Coinbase (NASDAQ:COIN) has made it possible to access USDC instantly by borrowing against Bitcoin, Ethereum, and other supported assets—without selling holdings or undergoing traditional credit checks. The feature, powered by the Morpho lending protocol on Base, allows eligible users to deposit crypto as collateral and receive USDC directly into their accounts in minutes. This approach flips the traditional model in a way that consumers and businesses can access the capital they need without all the hassle they encounter with TradFi platforms.
Historically, accessing cash from appreciated crypto meant selling assets, triggering potential capital gains taxes and forfeiting future upside.
Now, holders can maintain their positions while gaining spending power. The loans are overcollateralized, with users able to borrow up to $5 million in USDC against Bitcoin (and lower limits for Ethereum), subject to maintaining a healthy loan-to-value ratio below 86% to avoid liquidation.
Interest rates start as low as 5% with no fixed repayment schedule—borrowers can repay whenever convenient.
The process integrates seamlessly within the Coinbase app: collateral moves on-chain to Morpho smart contracts, while USDC arrives instantly for use, trading, or conversion.
Importantly, Coinbase does not treat the borrowing transaction itself as a taxable event, preserving the original cost basis of the crypto.The timing adds weight.
The feature’s growing prominence coincides with legislative progress on the Digital Asset Market Clarity Act (CLARITY Act).
In mid-May 2026, the Senate Banking Committee had advanced the bill with bipartisan support, outlining clearer regulatory frameworks for digital commodities, stablecoins, and market structure.
While the legislation has not yet cleared full congressional passage, its momentum signals increasing institutional acceptance of crypto as legitimate financial infrastructure.

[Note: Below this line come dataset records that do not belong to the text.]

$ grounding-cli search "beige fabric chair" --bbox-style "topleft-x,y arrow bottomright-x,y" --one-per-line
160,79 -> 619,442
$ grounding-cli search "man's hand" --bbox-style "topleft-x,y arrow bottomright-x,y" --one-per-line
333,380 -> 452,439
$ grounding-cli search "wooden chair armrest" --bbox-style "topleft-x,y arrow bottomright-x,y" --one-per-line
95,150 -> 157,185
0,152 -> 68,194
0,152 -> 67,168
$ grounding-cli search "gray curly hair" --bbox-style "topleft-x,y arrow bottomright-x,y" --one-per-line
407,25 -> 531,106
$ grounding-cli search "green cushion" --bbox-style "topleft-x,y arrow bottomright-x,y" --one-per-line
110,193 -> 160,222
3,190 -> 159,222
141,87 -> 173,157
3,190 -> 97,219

Proponents view this as more than a product update. By enabling collateralized borrowing directly on-chain through a major platform, Coinbase is positioning crypto as functional money rather than a pure speculative asset.
Users gain bank-like utility—liquidity on demand—while retaining ownership and exposure.
This mirrors long-standing practices in traditional finance, such as securities-backed loans, but operates with greater speed, transparency, and without intermediary credit assessments.
That said, risks remain inherent to crypto lending. Sharp price declines can trigger automatic liquidations and penalty fees.
Rates fluctuate based on on-chain market conditions, and availability is currently limited (US excluding New York, with expansion to the UK earlier in 2026). Smart contract and platform risks, though mitigated by audits, still apply.
The offering now seemingly represents a practical step toward integrating crypto into everyday financial activities. As regulatory clarity improves and on-chain infrastructure matures, tools like instant collateralized borrowing could reduce the friction between holding digital assets and meeting real-world cash requirments.